Just how much bang students are getting for their laptop buck, education-wise, is not easy to measure. It's still unclear whether school-owned laptops are living up to their potential in elementary and high schools, according to some observers. Adding personal laptops to the mix risks opening the gates to more Grand Theft Auto, more porn, and more risky behaviour among students.

But it doesn't have to. Laptops can have many positive effects on literacy and children's life skills, says Linda Cameron, associate professor at the Ontario Institute for Studies in Education. The portable technology has been targeted in schools toward kids with difficulties in motor control - which would affect holding a pencil, for instance - and to children with learning disabilities such as dyslexia and disorders such as Asperger syndrome. But the use of laptops in school is as varied as the number of districts and individual schools out there. "It's not an across-the-board thing," Dr. Cameron says.

In some schools, kids rotate into laptop labs for research - at the teacher's discretion. Others use laptops for innovative projects such as real-time pen pals or exchanges with adult authors. Dr. Cameron has witnessed laptops being used for mundane fill-in-the-blanks drills, rather than in-depth research or computer literacy. Still others sit gathering dust.

This patchwork approach does little to offset the potential for negative effects, Dr. Cameron says.

"What disturbs me is we're not educating kids in a critical way about content," she says. "There is an unbelievable amount of potential for the computer. But kids need to learn what the limits are."

That would rule out "hours and hours" of computer games and pornography, which might be replaced by social-networking education and safety, or could include discussions about the accuracy of sources such as Wikipedia.
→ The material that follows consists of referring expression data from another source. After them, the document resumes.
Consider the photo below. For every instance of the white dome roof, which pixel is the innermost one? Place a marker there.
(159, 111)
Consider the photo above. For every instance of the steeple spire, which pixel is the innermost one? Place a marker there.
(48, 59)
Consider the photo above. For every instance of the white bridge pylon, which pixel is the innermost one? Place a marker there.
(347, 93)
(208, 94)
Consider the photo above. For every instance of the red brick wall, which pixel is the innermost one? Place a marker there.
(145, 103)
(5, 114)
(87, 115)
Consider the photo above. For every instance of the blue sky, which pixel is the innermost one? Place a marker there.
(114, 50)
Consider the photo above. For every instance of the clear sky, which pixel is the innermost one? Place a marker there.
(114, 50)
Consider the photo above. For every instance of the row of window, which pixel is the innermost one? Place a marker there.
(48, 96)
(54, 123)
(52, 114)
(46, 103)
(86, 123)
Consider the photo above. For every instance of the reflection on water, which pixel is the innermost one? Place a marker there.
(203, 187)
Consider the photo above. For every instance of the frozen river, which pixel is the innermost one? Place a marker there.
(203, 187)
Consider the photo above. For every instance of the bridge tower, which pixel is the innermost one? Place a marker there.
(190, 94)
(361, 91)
"Teacher and parents are really unaware of the pernicious possibilities of what is available to kids. They absolutely have to wake up and start doing media literacy and help kids develop a critical eye," Dr. Cameron says.

Without those systems in place, author Mark Bauerlein says, the scenario he outlines in his book The Dumbest Generation: How the Digital Age Stupefies Young Americans and Jeopardizes Our Future will continue to replicate itself.
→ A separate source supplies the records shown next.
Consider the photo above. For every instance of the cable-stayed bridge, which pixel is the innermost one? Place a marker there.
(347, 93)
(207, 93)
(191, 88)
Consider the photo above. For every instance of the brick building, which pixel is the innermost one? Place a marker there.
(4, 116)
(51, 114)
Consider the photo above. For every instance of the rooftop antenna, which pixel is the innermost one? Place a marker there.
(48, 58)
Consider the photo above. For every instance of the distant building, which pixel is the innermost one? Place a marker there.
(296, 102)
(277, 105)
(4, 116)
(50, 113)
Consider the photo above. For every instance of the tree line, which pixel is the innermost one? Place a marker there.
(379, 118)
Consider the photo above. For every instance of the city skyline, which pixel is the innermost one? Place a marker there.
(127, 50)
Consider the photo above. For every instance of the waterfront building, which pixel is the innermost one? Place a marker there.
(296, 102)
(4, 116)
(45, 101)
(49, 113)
He says that today, while college students come to class armed with more laptops, their vocabularies are shrinking. The skill of reading a complex text and analyzing it has become extinct, he says. "They're very good at information retrieval, pretty poor on analysis and reflection."
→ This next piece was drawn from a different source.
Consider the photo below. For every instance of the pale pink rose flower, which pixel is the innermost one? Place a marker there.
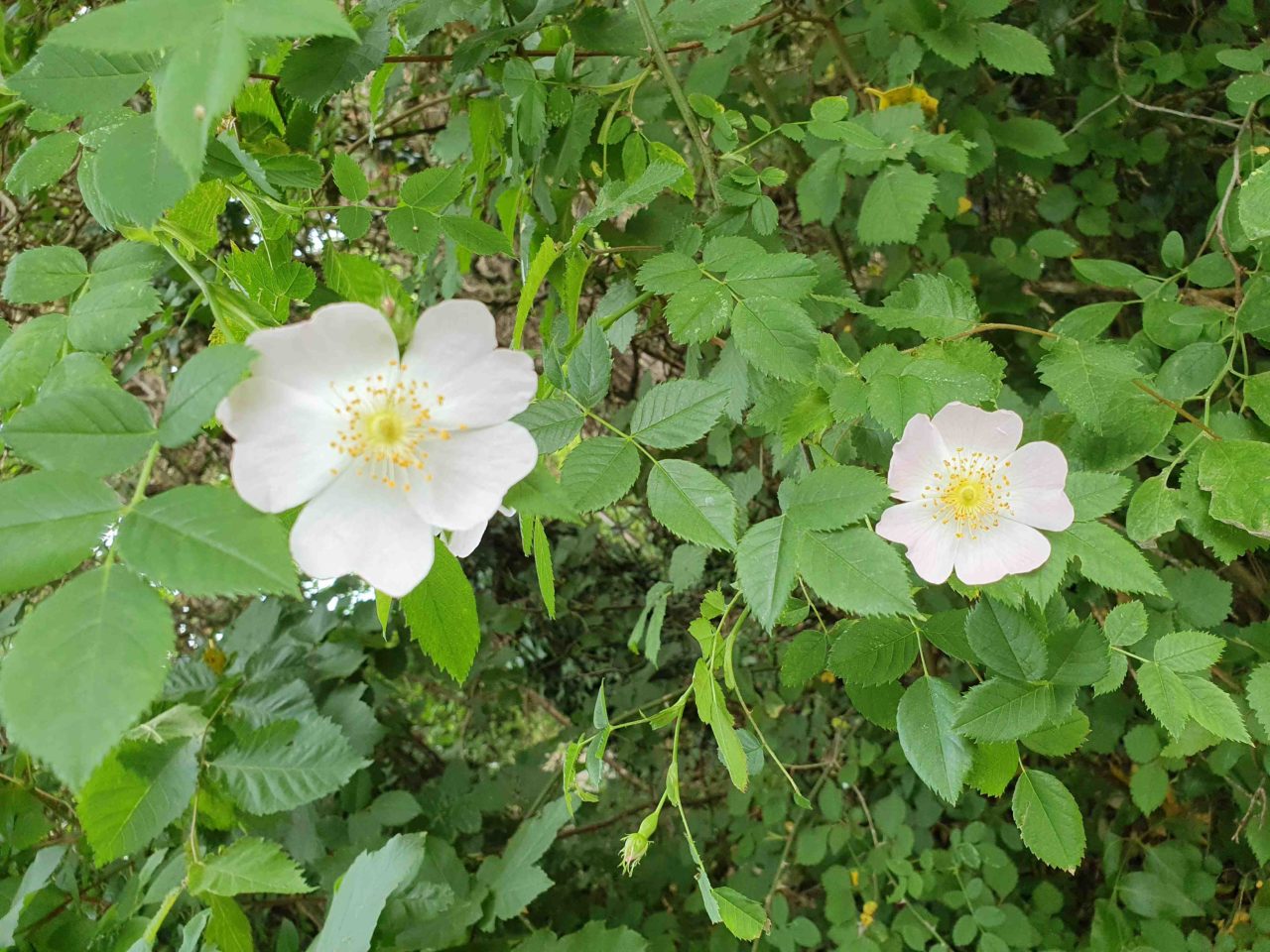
(971, 498)
(388, 449)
In a recent survey Dr. Bauerlein cites, college professors said that only 6 per cent of their first-year students entered class well prepared in writing. As a result, remedial writing courses are on the rise. For those who miss the boat, he says, corporate America now spends $3.1-billion a year on remedial writing training for their employees.

Dr. Bauerlein says there are no studies to suggest that the current use of laptops in education is benefiting students' achievements on the whole. What's more, technology is moving too fast for schools to keep up.

"The computer is an empowerment tool," says Dr. Bauerlein, who is also a professor of English at Atlanta's Emory University. "It's very quickly responsive to users, which means it is pushing the activity of the kids beyond the control of the teachers." One teacher he spoke to says he's turned from being a teacher into a learning monitor, on the lookout for porn and MySpace pages.

While the role of computers continues to play out at school, one of the best ways parents can infiltrate the online life of their kids is not just to monitor, but to enforce radio silence.

He suggests parents enforce a no-technology reading hour at home. Everyone unplugs and reads, whether it's a comic or a cookbook.

"You unplug, log off. Disconnect. Parents have to do it too. It can be Conan; it doesn't have to be Under the Volcano."